Em dois dias, tudo mudou no mercado.
O imponderável da saúde do Presidente Lula e um Banco Central mais duro do que o previsto estão furando “a bolha do pessimismo exagerado”, acelerando o movimento de descompressão que começou na segunda-feira.
Como se já não sobrassem incertezas, a saúde do Presidente e as consequências políticas de sua enfermidade são o mais novo fator fazendo preço nos ativos brasileiros.
Chega a ser mórbido – mas há uma realidade econômica por trás de um ambiente em que os ativos se valorizam quando o Presidente está na UTI.
O Ibovespa operava em ligeira baixa até pouco antes das 16h30, quando piscou na tela a notícia de que o Presidente passará por um novo procedimento cirúrgico para impedir sangramentos no cérebro.
Instantaneamente, o Ibovespa virou para forte alta de 2%, antes de fechar do pregão em 129.593 pontos, uma valorização de 1,06% e a terceira sessão seguida de ganhos. Ao mesmo tempo, o dólar recuou abaixo de R$ 6 pela primeira vez em duas semanas.
“O mercado vinha devolvendo parte dos prêmios, com a expectativa de uma ação mais firme do Copom. Mas a virada ocorrida às 16h30 foi 100% uma reação à notícia envolvendo a saúde de Lula,” resumiu o estrategista de uma gestora.
Às 19h02, já com o mercado fechado, o Copom deu mais uma paulada nos vendidos: um aumento de 1 ponto na Selic para 12,25% e uma surpresa hawkish que não estava no cenário-base do mercado. O colegiado do BC indicou, em seu comunicado, que deverá fazer “ajustes de mesma magnitude nas próximas duas reuniões.”
Em outras palavras, o BC falou duro e restabeleceu o forward guidance. Agora, se não houver surpresas pelo caminho, a Selic estará em pelo menos 14,25% até 19 de março – uma dose de juros que pode ser suficiente para reverter parte da desancoragem das expectativas de inflação e retirar prêmio da curva de juros.
“O Banco Central está comprando uma credibilidade tremenda nesta transição de Roberto Campos para Gabriel Galípolo,” disse um banqueiro.
Na avaliação do economista-chefe de um banco de investimento, a decisão foi “bastante correta.”
“Estava esperando 100 basis points de aumento, mas não imaginava que iriam dar guidance,” comentou. “Foi muito bom.”
O BC anunciou também que fará dois leilões de linhas de dólares nesta quinta-feira, de até R$ 4 bilhões, com o compromisso de recompra.
Essa tripla conjunção de fatores – Lula no estaleiro, um Copom hawkish e intervenção cambial – deve fechar os prêmios de risco embutidos nos juros futuros.
“As últimas 48 horas podem ter sido um wakeup call.

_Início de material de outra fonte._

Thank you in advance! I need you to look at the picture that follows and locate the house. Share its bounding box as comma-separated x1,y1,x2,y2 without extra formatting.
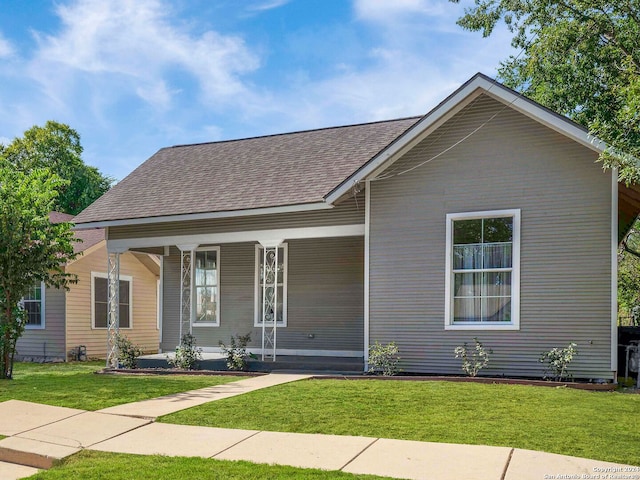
75,74,640,380
16,212,160,361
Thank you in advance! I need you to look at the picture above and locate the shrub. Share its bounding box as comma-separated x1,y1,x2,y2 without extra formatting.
220,333,257,371
453,337,493,377
166,333,202,370
116,333,142,368
540,342,578,382
369,341,400,376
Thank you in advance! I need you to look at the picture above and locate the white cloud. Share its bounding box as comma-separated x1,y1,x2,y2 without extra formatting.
31,0,258,108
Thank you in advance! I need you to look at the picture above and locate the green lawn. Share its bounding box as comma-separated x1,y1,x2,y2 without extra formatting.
23,450,387,480
161,380,640,465
0,362,240,410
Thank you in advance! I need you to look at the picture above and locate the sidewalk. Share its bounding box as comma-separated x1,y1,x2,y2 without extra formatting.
0,374,640,480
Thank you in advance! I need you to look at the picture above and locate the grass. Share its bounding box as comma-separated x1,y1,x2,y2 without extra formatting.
23,450,387,480
161,380,640,465
0,362,240,410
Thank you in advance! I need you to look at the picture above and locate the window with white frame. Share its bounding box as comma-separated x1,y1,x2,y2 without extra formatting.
254,243,288,327
192,247,220,327
445,210,520,329
91,272,133,328
22,282,44,329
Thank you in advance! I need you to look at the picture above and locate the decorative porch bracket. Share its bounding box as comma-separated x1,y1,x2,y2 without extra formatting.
106,249,126,368
177,244,198,343
260,240,283,362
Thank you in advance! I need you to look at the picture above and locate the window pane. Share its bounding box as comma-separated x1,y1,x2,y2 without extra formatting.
453,273,482,297
118,304,131,328
483,243,511,268
482,272,511,297
24,300,42,325
118,280,129,305
453,219,482,245
483,217,513,243
94,302,107,328
24,282,42,300
482,297,511,322
195,287,217,322
93,277,107,303
453,298,482,322
453,244,482,270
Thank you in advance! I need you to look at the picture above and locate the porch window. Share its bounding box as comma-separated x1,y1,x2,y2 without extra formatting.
193,247,220,327
22,282,44,329
254,243,288,327
445,210,520,330
91,272,133,328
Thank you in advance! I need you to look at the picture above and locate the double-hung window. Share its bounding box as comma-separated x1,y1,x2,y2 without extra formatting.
22,282,44,329
91,272,133,328
192,247,220,327
254,243,288,327
445,210,520,330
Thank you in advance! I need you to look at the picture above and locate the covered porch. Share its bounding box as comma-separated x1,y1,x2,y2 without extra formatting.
108,224,365,372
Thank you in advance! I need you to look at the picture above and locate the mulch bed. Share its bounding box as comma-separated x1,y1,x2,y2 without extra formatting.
96,368,618,391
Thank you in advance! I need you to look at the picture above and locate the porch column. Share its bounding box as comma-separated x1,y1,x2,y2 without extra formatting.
260,239,283,362
106,249,126,368
177,244,198,343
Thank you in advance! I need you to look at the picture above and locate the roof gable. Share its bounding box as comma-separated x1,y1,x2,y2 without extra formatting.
326,73,605,203
74,117,419,224
74,74,604,228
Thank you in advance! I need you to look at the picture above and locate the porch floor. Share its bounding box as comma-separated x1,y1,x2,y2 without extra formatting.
138,352,364,375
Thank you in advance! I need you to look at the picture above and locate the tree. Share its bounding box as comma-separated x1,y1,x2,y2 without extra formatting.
0,156,76,379
0,121,113,215
450,0,640,183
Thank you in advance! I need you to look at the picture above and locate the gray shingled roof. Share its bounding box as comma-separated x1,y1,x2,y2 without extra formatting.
74,117,419,223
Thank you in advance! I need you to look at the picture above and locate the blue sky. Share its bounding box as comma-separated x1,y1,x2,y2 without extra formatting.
0,0,514,179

Havia um pessimismo irracional,” disse o diretor de um banco. “O mercado havia entrado em uma espiral inacreditável, com os ativos descontados a níveis semelhantes ou até piores aos da crise de 2015.”
Nas últimas semanas, praticamente todo o sellside havia “capitulado,” disse um gestor, passando a recomendar a venda de ativos brasileiros, incluindo aí os analistas e gestores estrangeiros. “Podemos ver o estouro dessa bolha de pessimismo.”

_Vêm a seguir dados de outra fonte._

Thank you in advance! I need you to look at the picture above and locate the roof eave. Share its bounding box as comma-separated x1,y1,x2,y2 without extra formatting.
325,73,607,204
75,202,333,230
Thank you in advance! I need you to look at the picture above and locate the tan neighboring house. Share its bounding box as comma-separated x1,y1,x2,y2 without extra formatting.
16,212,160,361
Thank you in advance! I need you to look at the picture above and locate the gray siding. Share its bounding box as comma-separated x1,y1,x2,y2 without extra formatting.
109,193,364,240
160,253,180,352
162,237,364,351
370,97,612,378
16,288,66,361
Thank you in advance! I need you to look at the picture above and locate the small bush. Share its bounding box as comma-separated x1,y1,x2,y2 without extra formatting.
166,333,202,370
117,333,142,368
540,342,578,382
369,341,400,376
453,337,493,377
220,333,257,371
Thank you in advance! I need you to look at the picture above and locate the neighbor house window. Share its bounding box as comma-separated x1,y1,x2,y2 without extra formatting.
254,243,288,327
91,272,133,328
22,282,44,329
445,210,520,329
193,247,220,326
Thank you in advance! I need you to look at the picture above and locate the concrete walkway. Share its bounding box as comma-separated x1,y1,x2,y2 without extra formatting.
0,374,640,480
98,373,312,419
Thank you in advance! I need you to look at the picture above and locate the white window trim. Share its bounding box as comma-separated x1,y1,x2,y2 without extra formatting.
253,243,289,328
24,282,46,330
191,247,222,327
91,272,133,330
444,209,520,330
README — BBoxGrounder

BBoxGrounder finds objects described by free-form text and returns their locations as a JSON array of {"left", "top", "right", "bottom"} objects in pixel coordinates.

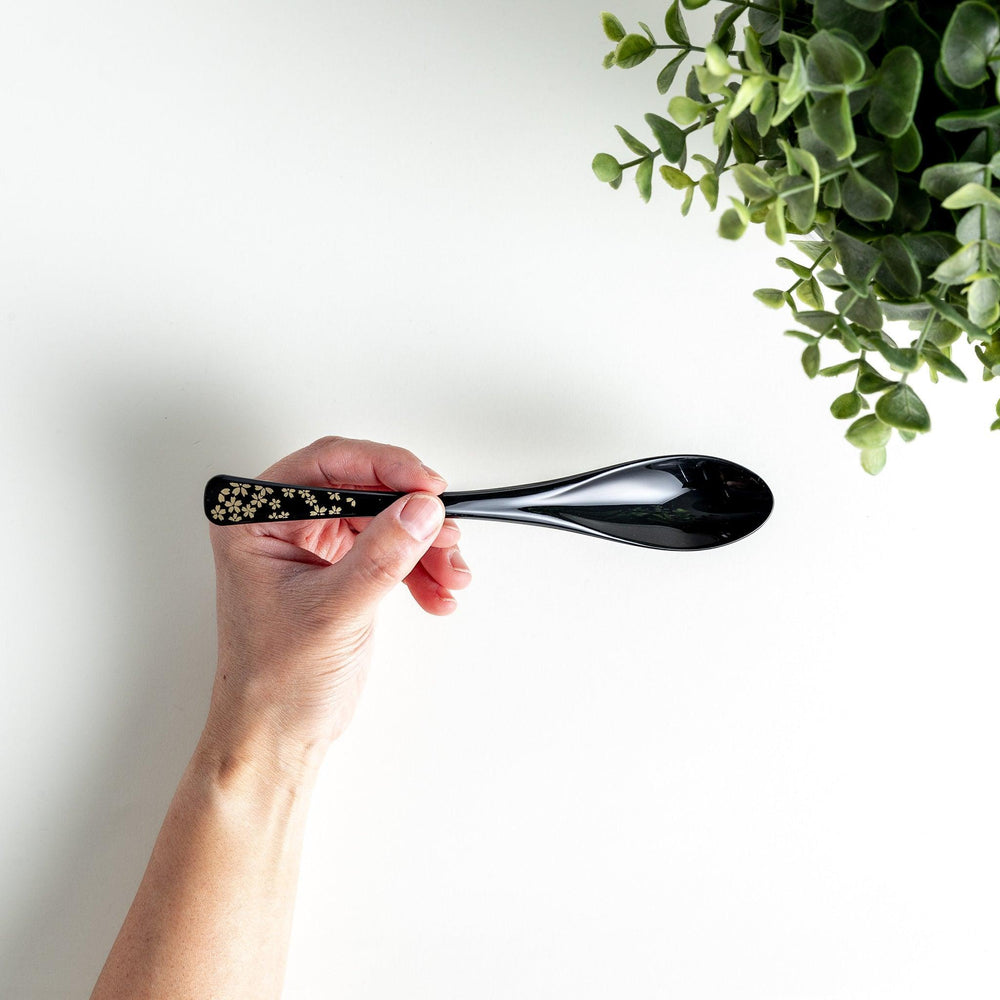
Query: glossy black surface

Banqueiros e gestores disseram ao Brazil Journal que a perspectiva de enfraquecimento nas chances de reeleição de Lula foi o principal gatilho para a liquidação de posições vendidas contra o real e as ações brasileiras nos últimos dias.
A reversão dessas posições pode ganhar força nesta quinta-feira, reagindo às ações incisivas do BC.
“É fato que existe um grau de confiança do mercado muito baixo em relação ao Governo. Mas é uma balela essa história de que estamos em dominância fiscal. De repente só se falava nisso,” comentou o tesoureiro de um dos maiores bancos do País.
Em sua avaliação, o cenário hoje é bem mais confortável do que o vivido na crise de 2015.
“Não existe uma inflação reprimida como havia no Governo Dilma. O câmbio não está reprimido, como estava com as intervenções do Tombini [o então presidente do BC]. Não há defasagem significativa dos combustíveis, e a Petrobras está pagando dividendos,” comentou. “A situação é outra – e a enfermidade do Lula pode ter aberto um alçapão para muita gente no mercado.”